Accountant General of the Federation, Ahmed Idris, on Wednesday disclosed that Federal Government and its agencies saved at least N56.4 billion from bank loans, overdrafts and cash advances in the last one year through the application of Treasury Single Account (TSA).
“During my presentation yesterday, I made it clear that we stopped a whooping sum of N4.7 billion in cost of keeping those accounts largely cost of borrowing because there could be over drafts, there could be charges monthly. That has been stopped since the introduction of TSA.
“TSA have been able to consolidate all resources of government into a particular single form and we have been able to see the resources of governments coming together into a single window whereby at any given time we can say this is how much government has”, Idris said in an interaction with reporters on the sidelines of a two-day retreat on the first anniversary of TSA implementation in Abuja.
According to him, government had also been able to stop the numerous accounts spread across deposit money banks with the attendant cost of keeping such accounts.
“We have been able to track government revenue, we have been able to see revenue inflow and that has helped us to harness our revenue in that direction. We have been able to stop leakages because some of these over 20,000 accounts were not even known to some agencies that owned them.
“And TSA has brought about transparency in terms of delivery.”
Admitting that there were initial hitches in the implementation of the system, the AGF explained “we have been able to largely address them because it has been continuous dialogue between the Office of Accountant General of the Federation (OAGF) and ministries, departments and agencies (MDAs) and all the issues have been largely addressed and if there is any other issue, we are willing to address them.
“We keep improving on deployment of technology and modern applications to solve all the challenges that are being perceived.

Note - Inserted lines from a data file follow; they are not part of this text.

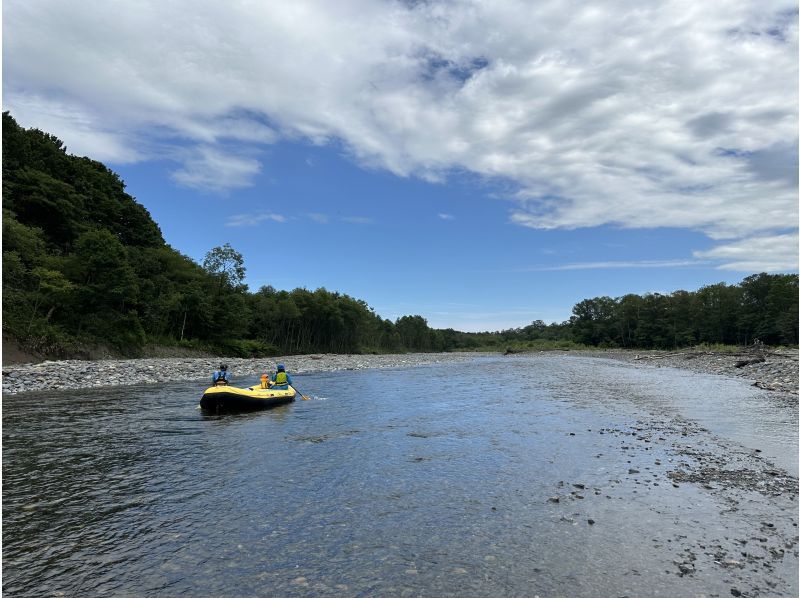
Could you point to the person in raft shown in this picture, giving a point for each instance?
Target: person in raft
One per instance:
(280, 380)
(220, 377)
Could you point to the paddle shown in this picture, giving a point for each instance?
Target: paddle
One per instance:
(305, 398)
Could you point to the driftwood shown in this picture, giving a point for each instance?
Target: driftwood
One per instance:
(744, 362)
(755, 353)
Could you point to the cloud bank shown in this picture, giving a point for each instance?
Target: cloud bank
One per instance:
(677, 113)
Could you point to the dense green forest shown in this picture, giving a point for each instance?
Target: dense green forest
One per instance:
(84, 265)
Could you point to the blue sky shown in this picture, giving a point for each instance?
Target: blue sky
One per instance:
(483, 165)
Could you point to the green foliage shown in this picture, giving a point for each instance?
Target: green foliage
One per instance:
(85, 265)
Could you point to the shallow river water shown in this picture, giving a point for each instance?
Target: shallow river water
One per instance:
(536, 475)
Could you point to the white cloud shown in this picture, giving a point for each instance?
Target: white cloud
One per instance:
(776, 253)
(357, 219)
(253, 219)
(208, 168)
(676, 113)
(611, 265)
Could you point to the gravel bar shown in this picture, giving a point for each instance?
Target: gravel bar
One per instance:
(778, 371)
(74, 374)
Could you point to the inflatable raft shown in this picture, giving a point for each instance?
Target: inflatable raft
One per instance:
(228, 398)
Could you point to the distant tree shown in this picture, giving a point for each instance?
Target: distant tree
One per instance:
(226, 264)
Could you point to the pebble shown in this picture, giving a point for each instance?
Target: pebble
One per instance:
(778, 373)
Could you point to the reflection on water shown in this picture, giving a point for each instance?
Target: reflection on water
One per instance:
(433, 480)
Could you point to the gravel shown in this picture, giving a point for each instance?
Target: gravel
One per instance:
(74, 374)
(778, 371)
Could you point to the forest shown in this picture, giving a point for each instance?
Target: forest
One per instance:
(84, 264)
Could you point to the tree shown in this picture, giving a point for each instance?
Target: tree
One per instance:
(226, 264)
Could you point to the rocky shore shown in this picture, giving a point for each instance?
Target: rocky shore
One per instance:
(778, 371)
(74, 374)
(765, 368)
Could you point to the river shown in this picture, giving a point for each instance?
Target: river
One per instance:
(535, 475)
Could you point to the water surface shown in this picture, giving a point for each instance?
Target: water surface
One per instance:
(428, 481)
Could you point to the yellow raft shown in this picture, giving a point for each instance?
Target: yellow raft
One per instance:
(230, 398)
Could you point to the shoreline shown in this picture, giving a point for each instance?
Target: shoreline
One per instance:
(778, 372)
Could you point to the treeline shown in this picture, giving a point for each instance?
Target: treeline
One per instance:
(85, 265)
(762, 307)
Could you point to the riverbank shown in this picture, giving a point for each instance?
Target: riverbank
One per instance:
(75, 374)
(778, 371)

“Right now, we are talking with some programme developers, because we observed that for teaching hospitals and universities, there are endowment funds, there are third party funds and there are funds that are not meant as holding funds.
“We deploy technology to seep out those funds separate from normal conventional revenues. As far as all the reform initiatives of government are concerned, the key driving element is technology. Technology gives us the latitude to be flexible, to ensure efficiency, to achieve goals.”
Reacting to complaints that TSA has adverse effects on banks so much so that many of them are retrenching staff, Idris said this was not supposed to be.
Senior bankers he disclosed have declared that “TSA is challenging banks to return to traditional banking business. And that is a beauty of TSA.
“Banks are never created to hold public funds or government funds virtually for free. No! That is not banking. Nowhere in the world are banks relying on public funds to survive.
“So, banks are now becoming more innovative and that innovation is what will bring them back to business and I believe very soon, retrenchment in the sector will be a thing of the past and they will be looking for people to employ because they are now focused on doing what they are supposed to do.”